Despite the experience of tens of thousands of Americans and other foreigners in the interim, “It’s easy to wonder whether we have any superior grasp on the situation than we did in our state of ignorance 10 or 12 years ago.”

Samad, a former USIP senior Afghan expert in residence who now serves as senior Central Asia fellow at the New America Foundation, recently returned from Kabul and said he’s never seen the political class there as tense or confused about Afghanistan’s prospects.

“What they really are concerned about is a backslide” and a collapse of the stability they have experience in the past 12 years, Samad said.

The scheduled presidential election in April could bring in new actors, renewed legitimacy, a chance to resume talks with the Taliban and “much more political space” than under the current uncertainty over whether or not Karzai will sign the security agreement, Smith said.

Coll, a staff writer at The New Yorker and dean of the Columbia Journalism School, said there’s a possibility as the formal election campaign gets underway in the coming months that candidates will reach some kind of compact to avoid a second-round vote and proceed with the urgent business of forming a new government.

In the wider neighborhood, Pakistan may set aside its role as spoiler this year, said Yusuf, the director of South Asia programs at USIP. In the past, Pakistan has repeatedly disappointed American officials who thought they could rely on leaders in Islamabad and the military headquarters in nearby Rawalpindi to fight militants as aggressively on their side of the border as the U.S. and its NATO (North Atlantic Treaty Organization) allies and partners have been doing in Afghanistan.

“The U.S., Pakistan and everybody else has woken up to the reality that time is running out,” Yusuf said. “The fact is that the No. 1 problem for Pakistan, the U.S. and everybody else right now is the unwanted prospect of Afghanistan sliding back into chaos or repression.”
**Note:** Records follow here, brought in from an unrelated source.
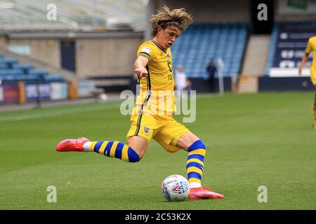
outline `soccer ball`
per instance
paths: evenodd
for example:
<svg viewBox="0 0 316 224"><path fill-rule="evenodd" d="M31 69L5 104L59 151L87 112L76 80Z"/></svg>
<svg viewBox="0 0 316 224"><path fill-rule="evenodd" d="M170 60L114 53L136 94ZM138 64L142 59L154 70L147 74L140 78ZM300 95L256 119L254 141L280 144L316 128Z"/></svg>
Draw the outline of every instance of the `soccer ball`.
<svg viewBox="0 0 316 224"><path fill-rule="evenodd" d="M170 202L184 201L189 195L189 182L178 174L167 176L162 184L162 191L164 197Z"/></svg>

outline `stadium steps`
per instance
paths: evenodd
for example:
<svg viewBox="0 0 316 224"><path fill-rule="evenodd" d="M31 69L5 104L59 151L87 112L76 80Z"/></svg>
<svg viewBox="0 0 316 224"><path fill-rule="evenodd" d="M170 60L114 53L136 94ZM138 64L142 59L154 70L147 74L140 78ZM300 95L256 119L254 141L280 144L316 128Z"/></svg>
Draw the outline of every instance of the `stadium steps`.
<svg viewBox="0 0 316 224"><path fill-rule="evenodd" d="M248 41L242 74L263 76L267 64L270 35L251 35Z"/></svg>
<svg viewBox="0 0 316 224"><path fill-rule="evenodd" d="M38 60L32 59L28 56L21 56L1 48L0 48L0 52L1 52L4 57L16 59L17 61L19 62L19 64L32 64L33 68L35 69L44 69L51 74L60 74L65 80L77 78L74 73L72 73L68 70L53 67L51 65L48 65Z"/></svg>
<svg viewBox="0 0 316 224"><path fill-rule="evenodd" d="M258 92L258 76L241 76L238 80L238 93L254 93Z"/></svg>

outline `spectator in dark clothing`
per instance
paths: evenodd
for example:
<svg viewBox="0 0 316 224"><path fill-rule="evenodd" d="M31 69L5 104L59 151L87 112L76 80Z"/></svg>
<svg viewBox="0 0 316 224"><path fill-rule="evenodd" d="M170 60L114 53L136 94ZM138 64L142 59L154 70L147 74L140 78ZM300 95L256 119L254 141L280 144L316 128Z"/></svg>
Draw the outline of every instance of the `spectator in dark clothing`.
<svg viewBox="0 0 316 224"><path fill-rule="evenodd" d="M217 73L216 66L214 65L214 62L211 59L206 67L207 74L209 75L209 80L210 83L213 83L215 80L215 74Z"/></svg>

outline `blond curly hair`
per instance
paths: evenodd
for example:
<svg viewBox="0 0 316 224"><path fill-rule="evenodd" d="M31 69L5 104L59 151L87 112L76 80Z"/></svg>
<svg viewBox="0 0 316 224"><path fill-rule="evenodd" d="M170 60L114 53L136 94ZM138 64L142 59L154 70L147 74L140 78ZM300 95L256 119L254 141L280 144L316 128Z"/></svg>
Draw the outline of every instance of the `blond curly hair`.
<svg viewBox="0 0 316 224"><path fill-rule="evenodd" d="M152 15L150 19L153 37L157 34L159 27L163 29L176 27L182 33L193 22L191 15L187 14L183 8L170 10L166 6L164 6L162 9L162 11L158 10L157 14Z"/></svg>

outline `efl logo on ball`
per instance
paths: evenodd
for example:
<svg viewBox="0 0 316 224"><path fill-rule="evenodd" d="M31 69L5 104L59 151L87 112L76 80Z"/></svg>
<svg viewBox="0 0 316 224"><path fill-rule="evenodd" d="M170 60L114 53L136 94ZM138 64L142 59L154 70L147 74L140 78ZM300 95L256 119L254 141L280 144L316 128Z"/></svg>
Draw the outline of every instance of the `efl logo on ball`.
<svg viewBox="0 0 316 224"><path fill-rule="evenodd" d="M170 175L162 182L162 191L168 201L184 201L189 195L189 182L181 175Z"/></svg>

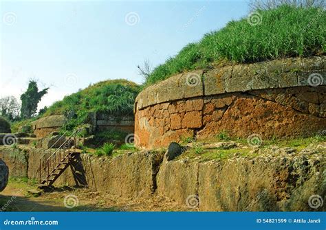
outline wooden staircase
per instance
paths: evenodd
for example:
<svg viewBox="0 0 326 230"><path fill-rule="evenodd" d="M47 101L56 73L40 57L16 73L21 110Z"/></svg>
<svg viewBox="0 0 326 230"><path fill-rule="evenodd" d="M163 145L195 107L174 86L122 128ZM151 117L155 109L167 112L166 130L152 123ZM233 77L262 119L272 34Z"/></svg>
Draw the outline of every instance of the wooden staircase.
<svg viewBox="0 0 326 230"><path fill-rule="evenodd" d="M38 169L40 187L51 186L80 154L76 148L76 137L73 137L76 132L74 132L61 144L61 140L65 138L67 132L65 133L40 158ZM58 148L53 148L58 144L60 146Z"/></svg>

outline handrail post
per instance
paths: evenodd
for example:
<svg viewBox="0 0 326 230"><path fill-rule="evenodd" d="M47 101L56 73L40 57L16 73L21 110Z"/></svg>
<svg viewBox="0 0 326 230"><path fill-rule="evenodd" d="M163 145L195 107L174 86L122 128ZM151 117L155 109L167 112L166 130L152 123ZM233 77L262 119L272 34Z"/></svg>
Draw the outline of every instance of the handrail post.
<svg viewBox="0 0 326 230"><path fill-rule="evenodd" d="M47 186L49 186L49 167L50 167L49 163L50 161L47 161L47 180L46 180Z"/></svg>
<svg viewBox="0 0 326 230"><path fill-rule="evenodd" d="M40 180L39 180L39 182L41 183L41 177L42 176L42 159L40 159Z"/></svg>

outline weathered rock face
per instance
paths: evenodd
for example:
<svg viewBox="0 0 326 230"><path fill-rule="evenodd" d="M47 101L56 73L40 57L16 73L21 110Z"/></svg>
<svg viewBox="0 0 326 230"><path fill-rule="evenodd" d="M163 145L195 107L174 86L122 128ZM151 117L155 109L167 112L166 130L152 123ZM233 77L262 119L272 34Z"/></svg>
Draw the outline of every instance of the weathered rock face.
<svg viewBox="0 0 326 230"><path fill-rule="evenodd" d="M173 76L141 92L136 144L147 149L221 131L263 138L326 128L325 56L236 65Z"/></svg>
<svg viewBox="0 0 326 230"><path fill-rule="evenodd" d="M39 159L45 152L51 154L45 148L0 147L0 157L7 162L11 176L38 179ZM87 185L122 198L146 197L156 189L163 155L164 152L143 151L110 159L81 154L54 185Z"/></svg>
<svg viewBox="0 0 326 230"><path fill-rule="evenodd" d="M7 186L9 177L9 169L5 162L0 159L0 192Z"/></svg>
<svg viewBox="0 0 326 230"><path fill-rule="evenodd" d="M312 196L326 196L325 143L299 152L286 149L262 148L258 157L208 161L169 161L168 154L153 151L113 159L81 154L55 185L83 185L122 198L158 195L184 205L195 196L199 202L195 207L202 211L326 210L309 205ZM37 179L44 151L1 147L0 157L12 176Z"/></svg>
<svg viewBox="0 0 326 230"><path fill-rule="evenodd" d="M180 203L196 196L202 211L313 211L309 197L326 195L322 154L278 148L259 154L227 161L166 161L157 174L157 194Z"/></svg>

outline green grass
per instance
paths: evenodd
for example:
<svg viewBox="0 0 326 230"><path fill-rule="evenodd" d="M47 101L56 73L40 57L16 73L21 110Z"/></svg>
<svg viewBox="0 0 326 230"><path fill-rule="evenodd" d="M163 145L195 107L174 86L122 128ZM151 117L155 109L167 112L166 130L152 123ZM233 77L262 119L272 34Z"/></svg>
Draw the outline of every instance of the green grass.
<svg viewBox="0 0 326 230"><path fill-rule="evenodd" d="M43 115L65 115L69 121L64 130L72 130L91 119L94 112L102 112L119 119L121 115L133 114L135 98L141 88L127 80L107 80L90 85L54 102Z"/></svg>
<svg viewBox="0 0 326 230"><path fill-rule="evenodd" d="M248 63L326 51L326 13L320 9L282 5L258 10L261 23L247 18L230 21L220 30L191 43L146 79L149 86L184 71L206 68L221 62Z"/></svg>
<svg viewBox="0 0 326 230"><path fill-rule="evenodd" d="M96 149L95 154L98 157L111 156L116 146L112 143L105 143L103 146Z"/></svg>

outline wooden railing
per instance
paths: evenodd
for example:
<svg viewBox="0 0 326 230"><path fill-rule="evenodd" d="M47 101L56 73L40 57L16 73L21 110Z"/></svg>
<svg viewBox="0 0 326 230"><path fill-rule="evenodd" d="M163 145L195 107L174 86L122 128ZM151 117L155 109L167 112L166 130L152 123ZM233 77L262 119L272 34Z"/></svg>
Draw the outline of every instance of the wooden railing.
<svg viewBox="0 0 326 230"><path fill-rule="evenodd" d="M76 139L75 135L78 132L76 130L63 143L61 141L65 137L65 132L40 157L39 167L39 183L46 180L48 185L50 176L54 171L63 163L68 163L71 159L71 154L76 152ZM59 148L53 148L59 143ZM53 148L53 150L52 150ZM54 152L52 152L54 151ZM47 157L47 156L49 156Z"/></svg>

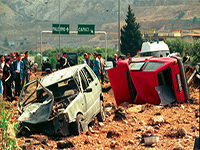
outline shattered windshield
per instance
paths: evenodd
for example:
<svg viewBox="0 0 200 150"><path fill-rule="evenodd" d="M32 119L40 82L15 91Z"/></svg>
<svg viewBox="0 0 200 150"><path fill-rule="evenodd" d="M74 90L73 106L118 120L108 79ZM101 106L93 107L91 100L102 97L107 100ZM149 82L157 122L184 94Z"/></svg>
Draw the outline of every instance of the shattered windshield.
<svg viewBox="0 0 200 150"><path fill-rule="evenodd" d="M140 70L141 67L145 64L145 62L134 62L130 64L130 69Z"/></svg>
U.S. officials could take a number of steps to capitalize on the convergence of interests with Pakistan, Yusuf said. The U.S. could try to persuade Pakistan to influence the Afghan Taliban, who are ethnically Pashtun, to not thwart a smooth election on the premise that violence just plays into the hands of candidates from other ethnic groups.

A dialogue and possibly even joint projects between Pakistan and its traditional rival India on development within Afghanistan could ease concerns in Islamabad that officials in New Delhi aim to surround them by gaining a foothold in Afghanistan. The U.S. and the international community also should keep Pakistan and India in the loop on talks over the security agreement, Yusuf said.

And finally, the U.S. should focus this year on improving relations with Pakistan by broadening ties beyond discussions about counterterrorism and the South Asian nation’s nuclear weapons.

That Afghanistan’s coming elections play such a pivotal role in the country’s future stability is daunting for those who remember the chaos following allegations of fraud that followed balloting in 2009 and 2010, Smith said.

“In the past, these elections have had as much possibility for breakdown as they have had for reconciliation,” he said. It’s unlikely the international community will want to or be able to intervene to calm the waters this time.

“We find ourselves basically now hoping that these independent Afghan electoral institutions will do the job they were created to do -- and in the past have not always necessarily done so well,” Smith said.

Viola Gienger is a senior writer at USIP.